Smike doesn’t get worse, and Nicholas hopes this means he’ll get better. Nicholas would often reflect on these times years later, remembering how Smike would seem so happy to be in Kate’s company.

Nicholas has risen in the esteem of the Cheerybles by handling the trust they gave him with discretion. They start bestowing much-needed items, which makes the Nickleby’s home more comfortable. They also visit regularly, particularly Frank Cheeryble.

Mrs. Nickleby notices how attentive Frank is to her, but doesn’t notice how attentive he is to Kate. She plans to tell him he should marry a full blooded Englishwoman. She doesn’t like it when English blood is muddied with the blood of foreigners. Kate tries to talk her out of this comment.

Miss La Creevy calls on them, saying he saw Mr. Linkinwater and Frank Cheeryble on the road. Smike has went up to his room, and Mrs. Nickleby comments how he always does this when Frank Cheeryble visits. She fears his habit of moping will turn him into a ghost.

Frank and Tim arrive. Kate is flustered and quiet around Frank Cheeryble.

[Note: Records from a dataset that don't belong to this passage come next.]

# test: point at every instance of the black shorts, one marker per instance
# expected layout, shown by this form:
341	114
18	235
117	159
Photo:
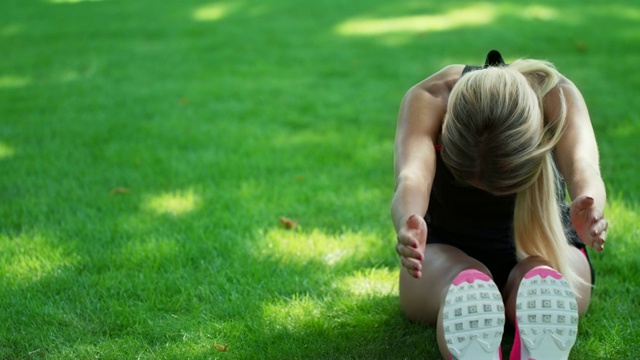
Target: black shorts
499	256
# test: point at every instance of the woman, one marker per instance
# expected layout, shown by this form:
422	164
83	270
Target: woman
482	155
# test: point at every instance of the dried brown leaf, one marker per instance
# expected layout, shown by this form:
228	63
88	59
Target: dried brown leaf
220	347
288	223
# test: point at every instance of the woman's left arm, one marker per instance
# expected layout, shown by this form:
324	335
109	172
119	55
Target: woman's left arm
578	160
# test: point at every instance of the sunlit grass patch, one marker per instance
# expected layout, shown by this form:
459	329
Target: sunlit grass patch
212	12
29	257
474	15
299	247
293	314
370	283
623	233
175	203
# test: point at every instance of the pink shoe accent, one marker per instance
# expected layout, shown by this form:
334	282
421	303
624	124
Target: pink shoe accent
469	276
516	350
544	272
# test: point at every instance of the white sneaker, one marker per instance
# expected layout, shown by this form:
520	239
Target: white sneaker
547	316
473	317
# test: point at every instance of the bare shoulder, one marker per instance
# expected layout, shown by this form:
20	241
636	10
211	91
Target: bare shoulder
440	83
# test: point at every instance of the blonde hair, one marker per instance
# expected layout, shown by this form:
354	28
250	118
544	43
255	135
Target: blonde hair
495	135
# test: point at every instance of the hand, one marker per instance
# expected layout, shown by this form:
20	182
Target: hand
412	240
589	222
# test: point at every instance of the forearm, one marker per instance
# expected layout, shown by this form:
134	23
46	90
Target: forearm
410	198
585	180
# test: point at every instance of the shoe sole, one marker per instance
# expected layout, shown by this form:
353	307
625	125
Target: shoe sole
547	315
473	317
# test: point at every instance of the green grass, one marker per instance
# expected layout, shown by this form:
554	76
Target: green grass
148	149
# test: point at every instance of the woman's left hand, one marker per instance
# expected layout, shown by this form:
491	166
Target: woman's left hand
589	222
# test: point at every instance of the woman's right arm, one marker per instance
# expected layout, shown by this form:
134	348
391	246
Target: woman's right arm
419	124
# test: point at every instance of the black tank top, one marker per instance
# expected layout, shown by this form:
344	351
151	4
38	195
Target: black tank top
469	213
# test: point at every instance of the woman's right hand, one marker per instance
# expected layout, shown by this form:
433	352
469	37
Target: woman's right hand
412	240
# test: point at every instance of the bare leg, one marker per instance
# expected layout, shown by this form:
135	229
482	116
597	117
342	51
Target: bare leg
422	299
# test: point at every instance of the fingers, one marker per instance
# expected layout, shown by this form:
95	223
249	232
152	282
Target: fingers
413	266
599	234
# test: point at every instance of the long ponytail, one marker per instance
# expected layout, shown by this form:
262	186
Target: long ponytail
495	134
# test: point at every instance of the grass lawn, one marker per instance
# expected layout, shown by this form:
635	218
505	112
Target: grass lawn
149	148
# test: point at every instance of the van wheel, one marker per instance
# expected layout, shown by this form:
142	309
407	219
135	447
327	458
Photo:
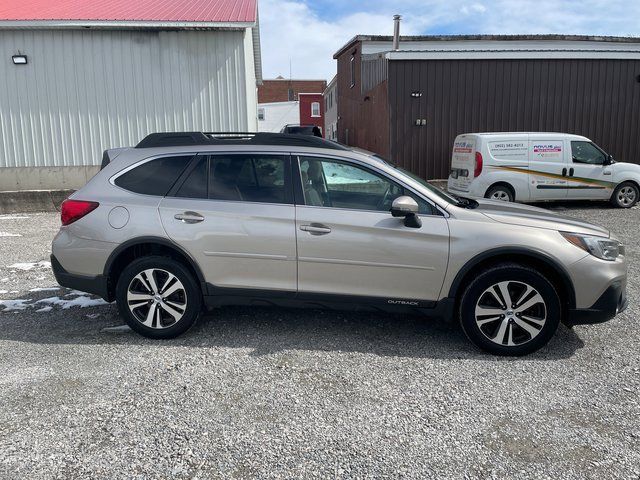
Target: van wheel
510	309
158	297
625	195
500	192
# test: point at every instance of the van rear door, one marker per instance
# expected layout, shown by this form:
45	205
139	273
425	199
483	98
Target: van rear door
462	163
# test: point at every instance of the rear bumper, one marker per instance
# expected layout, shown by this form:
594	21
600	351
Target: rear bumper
95	285
610	303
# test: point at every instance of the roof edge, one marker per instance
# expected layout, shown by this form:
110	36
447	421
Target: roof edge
485	37
70	24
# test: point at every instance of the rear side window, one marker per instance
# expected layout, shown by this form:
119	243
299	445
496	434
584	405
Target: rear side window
249	178
154	177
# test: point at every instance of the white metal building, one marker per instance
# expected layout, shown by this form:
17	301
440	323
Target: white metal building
83	77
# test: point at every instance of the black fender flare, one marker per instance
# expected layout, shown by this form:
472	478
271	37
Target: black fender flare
536	255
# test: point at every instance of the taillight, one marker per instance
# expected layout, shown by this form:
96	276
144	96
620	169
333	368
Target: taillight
478	170
72	210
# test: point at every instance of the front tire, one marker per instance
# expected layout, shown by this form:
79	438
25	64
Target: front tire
510	309
626	195
158	297
501	193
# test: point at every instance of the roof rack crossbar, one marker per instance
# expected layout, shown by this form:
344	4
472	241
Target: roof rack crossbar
179	139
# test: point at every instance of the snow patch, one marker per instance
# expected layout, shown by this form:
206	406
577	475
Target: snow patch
45	289
15	305
30	265
80	301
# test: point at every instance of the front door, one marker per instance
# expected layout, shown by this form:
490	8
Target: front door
349	244
234	215
589	177
548	169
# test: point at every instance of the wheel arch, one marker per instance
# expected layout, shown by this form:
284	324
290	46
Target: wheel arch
145	246
501	183
542	262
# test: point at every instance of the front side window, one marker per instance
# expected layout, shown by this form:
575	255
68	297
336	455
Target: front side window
315	109
335	184
154	177
586	152
248	178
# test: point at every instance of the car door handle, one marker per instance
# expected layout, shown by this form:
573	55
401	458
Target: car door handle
315	229
189	217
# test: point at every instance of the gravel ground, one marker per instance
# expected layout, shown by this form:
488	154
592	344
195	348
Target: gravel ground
275	393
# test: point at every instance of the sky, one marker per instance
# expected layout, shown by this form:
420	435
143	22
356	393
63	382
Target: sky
301	36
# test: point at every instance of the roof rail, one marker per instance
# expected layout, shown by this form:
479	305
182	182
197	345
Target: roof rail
179	139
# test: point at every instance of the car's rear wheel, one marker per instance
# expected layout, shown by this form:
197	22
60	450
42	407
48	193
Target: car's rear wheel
501	193
626	195
510	310
158	297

She seems to lose her appetite.

During the party, the Nickleby’s neighbor comes down the chimney. Kate tells the company that the neighbor is a madman. Mrs. Nickleby reprimands her daughter for saying such an untrue thing. The man is labled mad by those who desire his property.

The neighbor kisses Miss La Creevy. Mrs. Nickleby believes he has mistaken La Creevy for her. He then rushes up to Mrs. Nickleby, doing a strange dance. She faints. Kate begs the men to take the neighbor away. Mrs. Nickleby feels bad that disappointment in not having her has caused the neighbor to lose his mind.

Frank and Tim leave. Nicholas comes home. He asks Smike why he removes himself from the company. Smike promises to tell him one day.